Con la cabeza ocupada en Heyst, se le ocurrió que también podía conocer otros hechos. No dejaba de ser un divertido descubrimiento para cualquiera que se fijara en ella. Nadie había sospechado jamás que estuviera en posesión de un cerebro. Por pequeño, incluso por raro que fuera. Uno se inclinaba a pensar en ella como en un objeto, un autómata, un simple maniquí con un dispositivo para inclinar la cabeza con puntualidad y sonreír estúpidamente cada cierto tiempo. Davidson avistó su perfil de nariz aplastada, mejillas hundidas y un fijo, esclerótico y desorbitado ojo. No pudo menos que preguntarse a sí mismo: «¿Es esto lo que acaba de hablar? ¿Hablará otra vez?».
El mero prodigio era tan excitante como trabar conversación con una máquina. Una sonrisa se pintó en las gruesas facciones de Davidson. La sonrisa de un hombre que hace un experimento jocoso. Se dirigió a ella otra vez:
—Pero los restantes miembros de la orquesta eran verdaderos italianos, ¿no es así?
Por supuesto, le tenía sin cuidado. Sólo quería comprobar si el mecanismo funcionaba de nuevo. Funcionó. El artefacto dijo que no. Al parecer, eran de todas partes. Se interrumpió, el desorbitado ojo inmóvil mirando a lo largo de la habitación y a través de la puerta abierta a la plaza. Luego continuó en el mismo tono murmurante:
—Había también una muchacha inglesa.
—¡Pobre diablo! —dijo Davidson—. Sospecho que esas mujeres no tienen mejor vida que la de un esclavo. ¿Por lo menos, era decente el tipo de la barba teñida?
El artefacto permaneció en silencio. El empático entendimiento de Davidson sacó sus propias conclusiones.
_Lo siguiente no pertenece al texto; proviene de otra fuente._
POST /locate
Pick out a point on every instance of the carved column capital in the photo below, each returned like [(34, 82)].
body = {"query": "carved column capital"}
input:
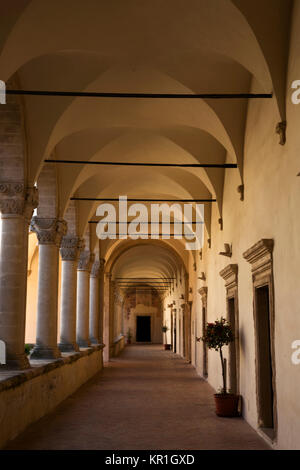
[(48, 231), (16, 199), (70, 248), (31, 202), (102, 263), (86, 259)]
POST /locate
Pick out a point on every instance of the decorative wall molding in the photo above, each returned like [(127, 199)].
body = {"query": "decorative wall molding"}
[(48, 231)]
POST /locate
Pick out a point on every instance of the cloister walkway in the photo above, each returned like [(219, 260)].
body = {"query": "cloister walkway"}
[(147, 398)]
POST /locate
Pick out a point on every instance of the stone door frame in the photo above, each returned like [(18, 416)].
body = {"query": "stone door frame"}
[(260, 256)]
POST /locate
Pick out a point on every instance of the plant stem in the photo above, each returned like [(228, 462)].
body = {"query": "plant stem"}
[(223, 371)]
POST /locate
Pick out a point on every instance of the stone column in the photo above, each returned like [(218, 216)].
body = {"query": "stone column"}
[(94, 304), (82, 310), (69, 250), (101, 299), (106, 316), (49, 233), (16, 206)]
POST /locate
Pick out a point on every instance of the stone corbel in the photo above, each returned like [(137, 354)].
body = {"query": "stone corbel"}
[(15, 199), (260, 256), (86, 259), (48, 231), (230, 275), (228, 250), (95, 271), (70, 248)]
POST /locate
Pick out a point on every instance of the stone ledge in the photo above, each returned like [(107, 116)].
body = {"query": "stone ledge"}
[(12, 379)]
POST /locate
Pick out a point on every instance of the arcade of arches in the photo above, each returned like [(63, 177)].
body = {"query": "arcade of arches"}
[(75, 297)]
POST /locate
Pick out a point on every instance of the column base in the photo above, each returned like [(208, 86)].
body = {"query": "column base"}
[(94, 341), (17, 362), (40, 352), (83, 343), (68, 347)]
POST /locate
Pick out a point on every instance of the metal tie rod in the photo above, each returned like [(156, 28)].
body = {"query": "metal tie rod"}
[(139, 199), (94, 94), (143, 222), (175, 165)]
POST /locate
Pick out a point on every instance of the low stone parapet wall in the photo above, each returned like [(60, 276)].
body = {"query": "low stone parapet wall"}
[(26, 396)]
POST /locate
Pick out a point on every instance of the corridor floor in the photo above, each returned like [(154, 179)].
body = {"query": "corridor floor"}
[(146, 398)]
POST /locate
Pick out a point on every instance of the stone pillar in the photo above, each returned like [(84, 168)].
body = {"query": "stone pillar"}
[(101, 299), (94, 304), (82, 310), (106, 316), (69, 250), (16, 206), (49, 233)]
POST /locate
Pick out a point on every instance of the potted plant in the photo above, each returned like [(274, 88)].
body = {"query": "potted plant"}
[(164, 329), (129, 336), (217, 335)]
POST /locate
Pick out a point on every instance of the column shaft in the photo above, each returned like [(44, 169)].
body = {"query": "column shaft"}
[(16, 206), (68, 306), (82, 315), (94, 310), (13, 281), (49, 233)]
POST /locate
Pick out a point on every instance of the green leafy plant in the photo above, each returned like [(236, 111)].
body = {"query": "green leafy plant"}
[(28, 348), (217, 335), (164, 329), (129, 335)]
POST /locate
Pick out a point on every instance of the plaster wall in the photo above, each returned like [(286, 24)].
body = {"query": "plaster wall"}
[(272, 197)]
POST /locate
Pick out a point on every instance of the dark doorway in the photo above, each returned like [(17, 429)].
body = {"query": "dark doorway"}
[(175, 337), (233, 370), (264, 359), (204, 346), (143, 329)]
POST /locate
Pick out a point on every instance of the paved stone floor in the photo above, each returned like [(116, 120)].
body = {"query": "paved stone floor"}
[(146, 398)]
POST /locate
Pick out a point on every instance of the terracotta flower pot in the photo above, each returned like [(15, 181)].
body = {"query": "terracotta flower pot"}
[(226, 404)]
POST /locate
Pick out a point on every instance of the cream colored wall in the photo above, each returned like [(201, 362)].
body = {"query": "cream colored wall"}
[(270, 208)]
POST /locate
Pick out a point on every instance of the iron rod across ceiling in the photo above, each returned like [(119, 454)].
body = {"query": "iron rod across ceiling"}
[(134, 278), (144, 222), (137, 199), (94, 94), (178, 165)]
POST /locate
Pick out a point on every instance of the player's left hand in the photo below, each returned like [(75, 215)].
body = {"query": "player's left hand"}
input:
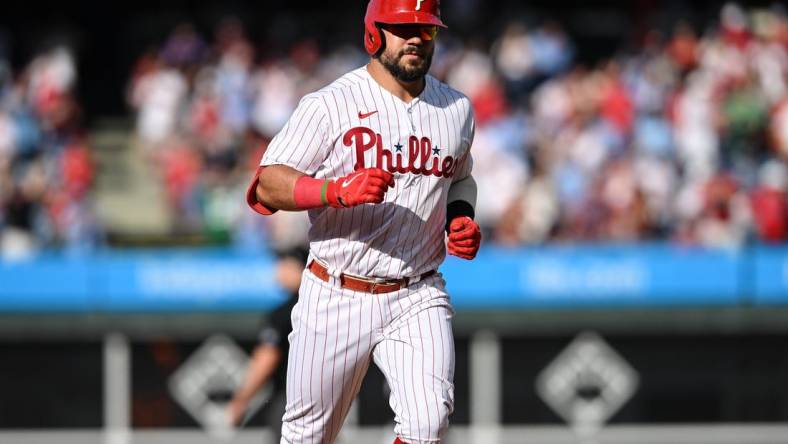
[(465, 236)]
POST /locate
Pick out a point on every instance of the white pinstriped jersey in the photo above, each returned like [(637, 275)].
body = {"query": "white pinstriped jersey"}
[(355, 123)]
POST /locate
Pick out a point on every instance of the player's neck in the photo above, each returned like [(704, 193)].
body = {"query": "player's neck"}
[(406, 91)]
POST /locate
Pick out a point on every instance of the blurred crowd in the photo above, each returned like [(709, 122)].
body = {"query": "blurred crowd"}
[(46, 168), (682, 137)]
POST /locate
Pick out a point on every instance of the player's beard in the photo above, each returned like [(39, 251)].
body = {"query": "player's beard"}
[(408, 72)]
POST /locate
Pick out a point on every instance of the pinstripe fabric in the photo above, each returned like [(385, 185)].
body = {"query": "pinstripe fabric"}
[(399, 237), (337, 333)]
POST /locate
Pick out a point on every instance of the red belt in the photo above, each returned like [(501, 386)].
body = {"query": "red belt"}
[(364, 285)]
—¡Mala vida, la de esas mujeres! —dijo—. Cuando se refiere a una chica inglesa, señora Schomberg, ¿quiere usted decir una jovencita? Algunas de esas chicas de orquesta no son lo que se dice unas pavas.
—Bastante joven —las mortecinas palabras salieron de la impasible fisonomía de la mujer en la hornacina.
El visitante, animado, comentó que lo sentía por ella. Se compadecía fácilmente de la gente.
—¿Adónde fueron, después? —preguntó.
—No se fue con ellos. Se escapó.
Ésa fue la sentencia que Davidson obtuvo a continuación, y que introdujo un nuevo aliciente en la entrevista.
—¡Vaya, vaya! —exclamó plácidamente; y luego, con el conocimiento de un hombre de mundo—: ¿Y con quién? —preguntó sin dudarlo.
La impasibilidad proporcionaba a la señora Schomberg la apariencia de un interlocutor absorto. Quizá escuchara, realmente; en cuanto al marido, debería estar concluyendo la siesta en algún lejano rincón de la casa. Se hizo un silencio profundo que duró hasta hacerse inquietante. Al cabo de un tiempo, la entronizada susurró por fin:
—Con ese amigo suyo…
—Ya veo que sabe que estoy buscando a un amigo —dijo Davidson, esperanzado—. ¿Va usted a decirme…?
—Ya se lo he dicho.
—¿Cómo?
Una pantalla se desplegó ante los ojos de Davidson, proyectando algo en lo que no podía creer.